I go to amusement parks, instead of Florence, with my family over the summer. Well, I
say parks... but usually it’s just one. And it’s a fine and good experience. I try to convince
myself that even old metal and sticky-fingered children contain some cultured history. Oh, the
slobbery, salty, sweaty stories those rides could tell, I muse. Oh, the variety of hands and elbows that have bruised on those red-chipped guard rails. I joke about the Freudian catharsis of screaming upside down, when the hair is finally off my neck and hanging above my ears. I
decide to cut it. Above my jaw, this time.

I go to the hairdressers and show them a picture of a professor from the 1950s for
reference. Leave out the receding hairline please. And they snip and I think about metamorphosis and scold myself for still having not yet read Kafka. But I like the short hair anyway and try to decide which part of my maturity it symbolizes. Self-definition, perhaps. If you squint, my gender is no longer completely apparent. I wear large clothes to the grocery store. I buy a book about minimalism in the checkout line because cleanliness is next to Godliness. And I’d like to be close to God.

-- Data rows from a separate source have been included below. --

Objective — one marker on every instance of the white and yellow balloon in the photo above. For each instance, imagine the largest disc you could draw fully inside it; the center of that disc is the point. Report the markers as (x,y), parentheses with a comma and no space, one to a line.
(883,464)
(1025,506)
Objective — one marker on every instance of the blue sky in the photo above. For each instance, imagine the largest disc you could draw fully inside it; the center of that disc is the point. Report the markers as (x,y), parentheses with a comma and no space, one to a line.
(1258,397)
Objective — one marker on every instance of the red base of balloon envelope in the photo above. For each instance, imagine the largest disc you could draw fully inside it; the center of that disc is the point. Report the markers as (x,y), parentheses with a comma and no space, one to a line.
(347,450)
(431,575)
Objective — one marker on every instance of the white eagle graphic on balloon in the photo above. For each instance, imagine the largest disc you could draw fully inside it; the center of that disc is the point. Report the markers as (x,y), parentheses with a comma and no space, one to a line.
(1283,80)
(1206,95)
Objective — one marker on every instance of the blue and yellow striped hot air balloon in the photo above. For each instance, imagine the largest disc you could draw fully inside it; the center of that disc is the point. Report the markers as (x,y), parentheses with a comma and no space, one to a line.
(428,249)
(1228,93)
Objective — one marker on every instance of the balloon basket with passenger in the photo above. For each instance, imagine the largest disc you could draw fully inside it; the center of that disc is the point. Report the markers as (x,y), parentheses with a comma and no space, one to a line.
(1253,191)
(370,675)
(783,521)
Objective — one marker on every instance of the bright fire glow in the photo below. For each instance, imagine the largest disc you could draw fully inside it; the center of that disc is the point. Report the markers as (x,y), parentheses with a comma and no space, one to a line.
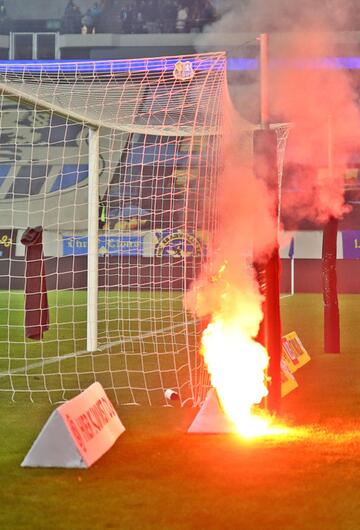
(237,365)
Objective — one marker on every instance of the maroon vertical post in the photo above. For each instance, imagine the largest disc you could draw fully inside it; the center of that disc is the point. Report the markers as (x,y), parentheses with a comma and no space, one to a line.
(330,297)
(36,301)
(265,153)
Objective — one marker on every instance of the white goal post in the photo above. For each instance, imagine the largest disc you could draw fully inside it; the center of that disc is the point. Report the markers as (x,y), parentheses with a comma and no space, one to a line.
(116,163)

I go to church. I try to enjoy it. Some people say nice things about my haircut. Others
don’t mention it. Suddenly, I feel silly for wearing a dress, but I know I’d feel worse in a suit.
None of me matches anymore. I sit in a pew and muse that my fingernails are forming ridges like my mother’s have. I Google it as they pass the Sacrament. It’s a common sign of aging. I feel that I must be further from God than any person in that room has ever been. The Spirit moves other people to cry at the pulpit; the Spirit moves me to sit in a bathroom stall during the passing period. This happens most Sundays.

I go to school on Monday with relief. Competition breeds momentum breeds focus. I read
a lot, comprehend a little. My friends like the haircut. I see an acquaintance from my hometown high school, one I know but not well. My face tightens. I brace myself. Their eyes flit past me. I’m now invisible to the people who don’t know me well, and this is the greatest relief I’ve felt since the initial shearing. Suddenly the campus is beautiful now that my head no longer hangs. I recognize the impressions of hands in concrete, and who’s to say those hands are not great? I revel in the library, on the sidewalk, at the bus stop. I feel myself match. Finally, a fresh start. Maybe I’ll go on a study abroad. Maybe I’ll go to the store. Maybe I’ll spend an hour in the shower in reverence like it’s a church, like it’s a grand cathedral in Florence, like it’s beautiful to finally be clean.

God, forgive me for being so ungrateful for this life in this place. For being a snob. God
forgive me for the disingenuous parts of myself that sprout like hydra heads. And forgive me for taking this body you made and calling it nothing.

The earth is old under where it is paved. I try to remember that on the bus to school. The
earth is old and history is spread evenly across it. I read the books and talk to the people and hear the stories that are evidence of this. I whisper prayers in grocery stores and salon chairs and bathroom stalls. I find God’s answer at the local art galleries.